Мои раздумья прерывает русский солдат. Он пьян. Пьяное дыхание ударяет мне в лицо. На груди у него слева и справа ордена, и он обращает ко мне самое злобное выражение лица. Возможно, он офицер, возможно, он думает, что я у него в плену. «Где женщина? — спрашивает он. — Я веселиться, где женщина?»
Я понятия не имею, где можно найти женщину для него, я не только поднимаю плечи, я и руки поднимаю вместе с плечами, я хочу как можно нагляднее объяснить ему, что мне не известно, где есть женщины для него.
Он хватает меня за плечи, сталкивает с перил и, вытянув руку, показывает на дома по склонам холмов, на их освещенные окна, показывает, а меня не отпускает, достает револьвер и гонит меня перед собой, чтоб я показал ему, где у нас веселые дома.
Я марширую, марширую, снова марширую, а может, не снова, а все еще, я марширую к домам, что лепятся по склону: он с револьвером шагает за мной, пилотка у него съехала набок и сидит на его кудрявых волосах, как на закрученных спиралях. «Где женщина?
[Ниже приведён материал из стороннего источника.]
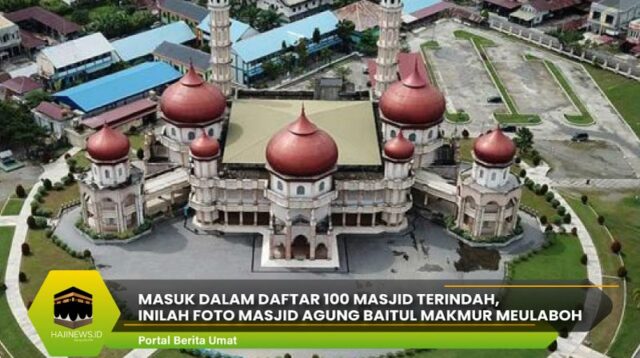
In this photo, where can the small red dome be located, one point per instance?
(413, 102)
(301, 149)
(494, 148)
(399, 148)
(192, 100)
(108, 145)
(204, 146)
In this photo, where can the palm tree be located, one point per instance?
(345, 30)
(269, 19)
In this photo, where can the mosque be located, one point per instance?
(300, 173)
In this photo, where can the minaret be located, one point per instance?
(388, 45)
(220, 44)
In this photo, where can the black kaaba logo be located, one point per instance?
(73, 308)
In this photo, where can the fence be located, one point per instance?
(628, 68)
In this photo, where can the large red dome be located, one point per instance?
(413, 102)
(108, 145)
(494, 148)
(192, 100)
(301, 149)
(204, 146)
(399, 148)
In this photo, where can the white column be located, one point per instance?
(220, 44)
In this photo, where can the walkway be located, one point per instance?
(572, 345)
(53, 171)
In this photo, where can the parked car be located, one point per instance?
(494, 99)
(580, 137)
(509, 129)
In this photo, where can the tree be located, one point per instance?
(34, 98)
(316, 36)
(345, 30)
(524, 139)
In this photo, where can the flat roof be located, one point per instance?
(118, 86)
(269, 42)
(45, 17)
(143, 43)
(77, 50)
(350, 123)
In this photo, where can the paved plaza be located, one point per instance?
(173, 252)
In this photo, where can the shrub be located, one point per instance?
(536, 160)
(26, 249)
(622, 272)
(20, 192)
(46, 183)
(31, 222)
(616, 246)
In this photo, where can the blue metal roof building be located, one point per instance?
(118, 88)
(142, 44)
(249, 54)
(239, 30)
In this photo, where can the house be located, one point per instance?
(536, 11)
(118, 89)
(53, 117)
(180, 10)
(248, 55)
(294, 10)
(18, 87)
(180, 57)
(38, 20)
(9, 38)
(239, 30)
(612, 17)
(141, 45)
(72, 59)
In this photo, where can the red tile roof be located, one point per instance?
(45, 17)
(52, 110)
(21, 85)
(121, 114)
(406, 61)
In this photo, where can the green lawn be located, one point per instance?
(55, 199)
(622, 92)
(10, 333)
(560, 261)
(12, 206)
(46, 256)
(584, 118)
(621, 210)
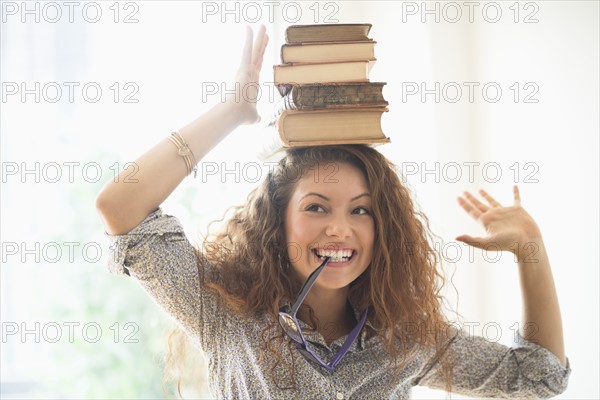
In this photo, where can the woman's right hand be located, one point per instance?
(247, 76)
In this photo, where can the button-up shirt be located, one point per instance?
(158, 254)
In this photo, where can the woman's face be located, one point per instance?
(329, 214)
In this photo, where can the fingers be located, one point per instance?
(489, 198)
(262, 39)
(517, 195)
(480, 206)
(247, 52)
(469, 208)
(478, 242)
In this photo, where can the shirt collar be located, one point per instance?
(317, 338)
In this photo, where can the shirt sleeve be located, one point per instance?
(482, 368)
(158, 254)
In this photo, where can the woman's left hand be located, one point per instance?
(508, 228)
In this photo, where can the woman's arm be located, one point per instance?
(123, 205)
(513, 229)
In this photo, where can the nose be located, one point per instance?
(338, 226)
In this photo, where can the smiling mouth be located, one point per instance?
(335, 255)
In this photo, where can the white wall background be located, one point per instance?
(177, 50)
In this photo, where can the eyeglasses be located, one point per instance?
(291, 327)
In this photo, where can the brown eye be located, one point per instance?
(315, 208)
(360, 211)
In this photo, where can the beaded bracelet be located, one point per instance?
(184, 151)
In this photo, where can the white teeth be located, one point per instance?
(335, 255)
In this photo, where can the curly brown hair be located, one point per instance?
(401, 286)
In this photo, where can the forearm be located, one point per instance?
(542, 322)
(124, 203)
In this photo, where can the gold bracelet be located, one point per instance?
(184, 151)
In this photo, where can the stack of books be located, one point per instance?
(327, 97)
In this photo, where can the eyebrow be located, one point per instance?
(328, 199)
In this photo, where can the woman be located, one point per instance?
(324, 283)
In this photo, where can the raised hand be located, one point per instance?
(508, 228)
(247, 76)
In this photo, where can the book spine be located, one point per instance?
(309, 97)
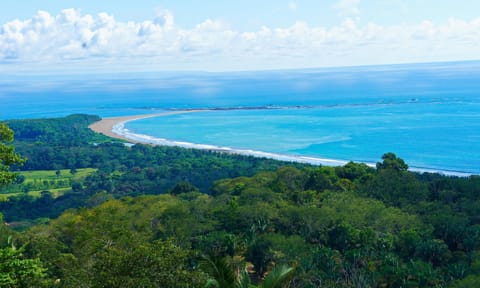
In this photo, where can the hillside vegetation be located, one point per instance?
(171, 217)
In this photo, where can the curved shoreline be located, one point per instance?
(115, 127)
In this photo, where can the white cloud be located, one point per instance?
(72, 39)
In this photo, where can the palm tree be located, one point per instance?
(226, 275)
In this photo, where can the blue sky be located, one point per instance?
(234, 35)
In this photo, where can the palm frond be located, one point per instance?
(279, 277)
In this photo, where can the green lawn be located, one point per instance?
(55, 181)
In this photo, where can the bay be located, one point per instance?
(428, 114)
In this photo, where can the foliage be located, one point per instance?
(18, 271)
(8, 157)
(146, 213)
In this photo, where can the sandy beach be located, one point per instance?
(105, 126)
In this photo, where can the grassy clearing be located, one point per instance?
(55, 181)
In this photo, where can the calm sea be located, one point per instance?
(428, 114)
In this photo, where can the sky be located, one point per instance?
(165, 35)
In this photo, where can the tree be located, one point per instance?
(18, 271)
(391, 161)
(8, 157)
(227, 275)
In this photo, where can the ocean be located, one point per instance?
(428, 114)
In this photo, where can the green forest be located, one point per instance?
(84, 210)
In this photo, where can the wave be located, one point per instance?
(120, 130)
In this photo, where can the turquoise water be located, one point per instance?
(428, 114)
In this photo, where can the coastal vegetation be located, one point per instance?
(144, 216)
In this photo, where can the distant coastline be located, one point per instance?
(115, 127)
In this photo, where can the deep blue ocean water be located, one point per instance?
(428, 114)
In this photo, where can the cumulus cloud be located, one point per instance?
(73, 37)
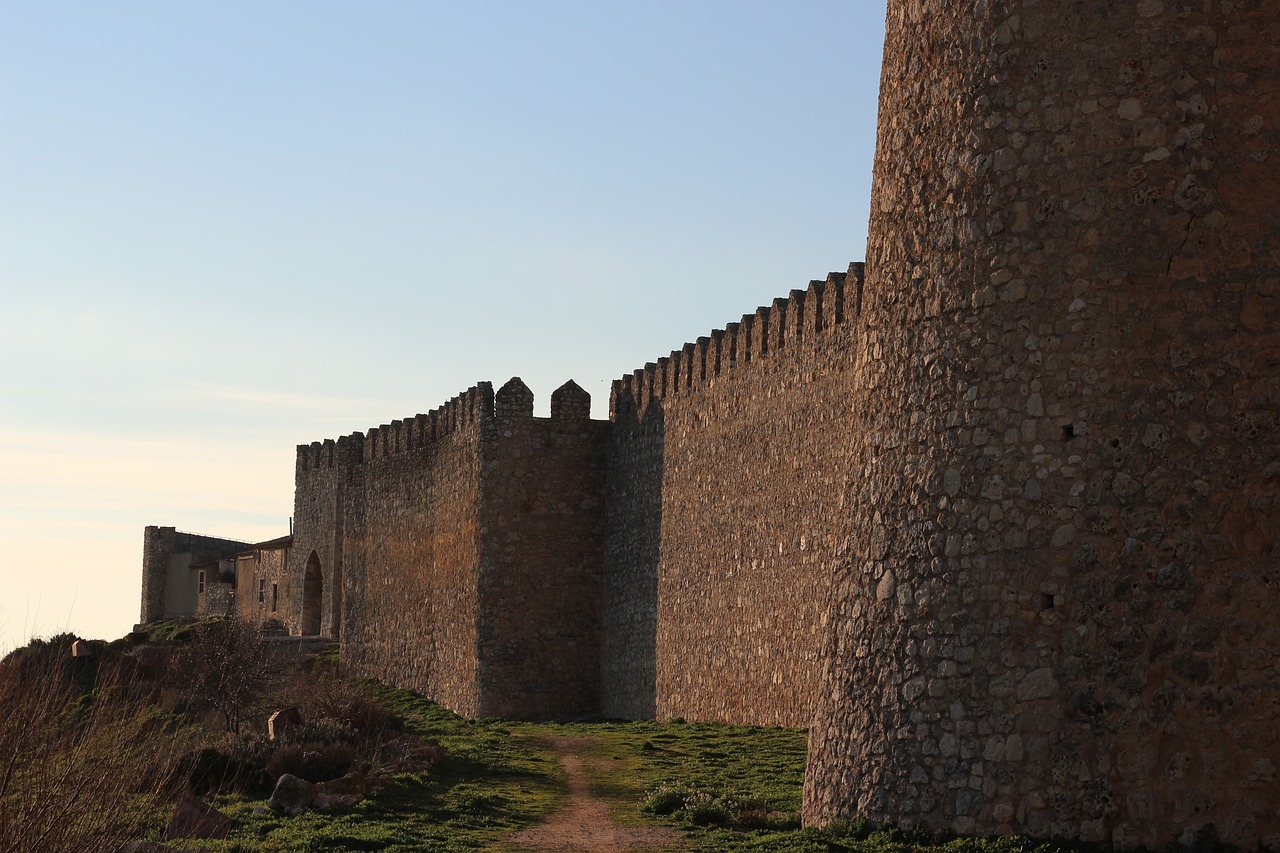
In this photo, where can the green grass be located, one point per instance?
(502, 776)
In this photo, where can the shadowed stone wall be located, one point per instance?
(543, 553)
(168, 584)
(1056, 612)
(412, 552)
(727, 474)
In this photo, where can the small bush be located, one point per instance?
(213, 770)
(705, 810)
(664, 799)
(315, 762)
(319, 731)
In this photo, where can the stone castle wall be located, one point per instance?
(727, 475)
(1001, 521)
(168, 588)
(412, 552)
(1056, 611)
(542, 565)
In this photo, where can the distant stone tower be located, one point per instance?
(1060, 612)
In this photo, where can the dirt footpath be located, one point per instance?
(584, 822)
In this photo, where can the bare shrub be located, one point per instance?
(312, 761)
(225, 667)
(348, 703)
(85, 765)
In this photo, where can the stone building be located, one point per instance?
(997, 515)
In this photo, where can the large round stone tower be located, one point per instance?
(1060, 612)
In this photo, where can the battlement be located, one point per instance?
(786, 324)
(475, 406)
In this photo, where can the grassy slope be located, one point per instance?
(501, 776)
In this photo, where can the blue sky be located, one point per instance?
(227, 228)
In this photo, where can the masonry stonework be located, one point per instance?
(1057, 610)
(996, 514)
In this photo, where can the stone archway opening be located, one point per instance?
(312, 596)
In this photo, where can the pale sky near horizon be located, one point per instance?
(229, 227)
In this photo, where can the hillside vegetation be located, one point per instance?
(95, 751)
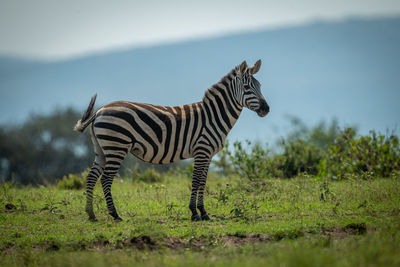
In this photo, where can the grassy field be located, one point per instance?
(304, 221)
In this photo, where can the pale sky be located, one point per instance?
(53, 29)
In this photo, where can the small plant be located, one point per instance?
(150, 175)
(366, 156)
(73, 181)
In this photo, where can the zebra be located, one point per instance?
(162, 134)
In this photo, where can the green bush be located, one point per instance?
(322, 150)
(372, 155)
(299, 157)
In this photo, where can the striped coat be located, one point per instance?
(160, 134)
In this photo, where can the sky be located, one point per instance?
(54, 30)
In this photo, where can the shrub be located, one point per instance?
(299, 157)
(373, 154)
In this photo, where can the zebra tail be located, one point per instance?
(87, 117)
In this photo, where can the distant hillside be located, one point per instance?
(349, 70)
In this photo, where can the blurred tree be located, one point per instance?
(44, 148)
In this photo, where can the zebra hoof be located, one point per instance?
(92, 219)
(196, 218)
(205, 217)
(118, 219)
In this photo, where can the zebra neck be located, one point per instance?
(221, 109)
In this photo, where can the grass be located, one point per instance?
(304, 221)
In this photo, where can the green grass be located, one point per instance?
(298, 222)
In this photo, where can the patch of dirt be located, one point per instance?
(144, 242)
(10, 206)
(240, 240)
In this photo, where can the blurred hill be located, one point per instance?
(349, 70)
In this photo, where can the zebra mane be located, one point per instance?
(224, 80)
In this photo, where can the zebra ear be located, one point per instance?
(255, 68)
(243, 67)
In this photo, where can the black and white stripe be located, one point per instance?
(160, 135)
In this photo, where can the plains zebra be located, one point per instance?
(159, 134)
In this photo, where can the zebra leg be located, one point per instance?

Я дружить женщина».
Я чуть убыстряю шаг. Ему под пьяную лавочку нелегко за мной поспевать, и он придерживает меня. Он желает поглядеть мои бумаги. Я достаю временное удостоверение, он берет и начинает разглядывать, будто умеет читать в темноте, при этом он держит удостоверение в левой руке, а снятый с предохранителя револьвер — в правой, он таращится на мое удостоверение, а я, пригнувшись, ныряю в кусты на краю дороги. Жизнь — это фильм, более чем заурядный фильм: оглушительно грохочет выстрел. Предназначенная мне пуля пролетает у меня над головой. Русский не шарит в кустах, не делает ни малейшей попытки меня найти, я слышу, как он бранится, и вижу, как он, шатаясь, уходит прочь.